Thursday, December 5, 2013

Getting started with FFTW for computing the Discrete Fourier Transform

The FFTW (Fastest Fourier Transform in the West) is a library for, among other things, computing the Discrete Fourier Transform (DFT) of real data.

I have been using Scipy for computing the DFT of real data, but I have a love/hate relationship with Python so I wanted to have it working with C/C++. Additionally, my understanding is that the FFTW is supposed to have exceptional performance when computing the DFT of many arrays of the same size because it invests in an initialization step that tailors the computation to the hardware (the "plan").

The installation on Ubuntu 12.10 went smoothly after downloading the package from their website.
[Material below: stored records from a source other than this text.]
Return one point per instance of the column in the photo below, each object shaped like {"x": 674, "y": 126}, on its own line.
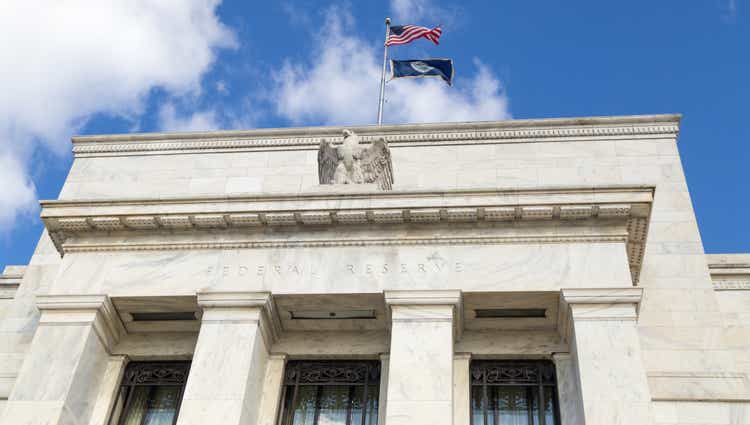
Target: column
{"x": 225, "y": 385}
{"x": 604, "y": 345}
{"x": 420, "y": 367}
{"x": 108, "y": 390}
{"x": 383, "y": 394}
{"x": 62, "y": 375}
{"x": 461, "y": 389}
{"x": 568, "y": 391}
{"x": 272, "y": 387}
The usual round of
./configure
make
sudo make install
took care of everything.

The FFTW documentation was very helpful and got me up and running. My code and Makefile are posted on Github. The code generates an array of real numbers and computes the DFT, returning an array of complex numbers in the first function, and it returns the "halfcomplex" format in the second function (check the FFTW documentation for more on the "halfcomplex" format):
$./fftw_test 
Hello from main

Hello from real2complex()

This takes in a real number array and returns a complex number array:
Input array: 
 0 0 1 1 0 0 1 1 0 0 1 1 0 0 1 1
Output array: 
 (8,0) (0,0) (0,0) (0,0) (-4,4) (0,0) (0,0) (0,0) (0,0) (0,0) (0,0) (0,0) (0,0) (0,0) (0,0) (0,0)

Hello from real2real()

This takes in a real number array and returns a real number array:
Input array
 0 0 1 1 0 0 1 1 0 0 1 1 0 0 1 1
"Halfcomplex" output array: 
 8 0 0 0 -4 0 0 0 0 0 0 0 4 0 0 0
Power spectrum
 0 0 0 5.65685 0 0 0
Frequencies of spectrum 
 0.0625 0.125 0.1875 0.25 0.3125 0.375 0.4375
Please let me know if you find any errors, and use the code at your own risk; my theoretical understanding of the DFT certainly isn't reliable!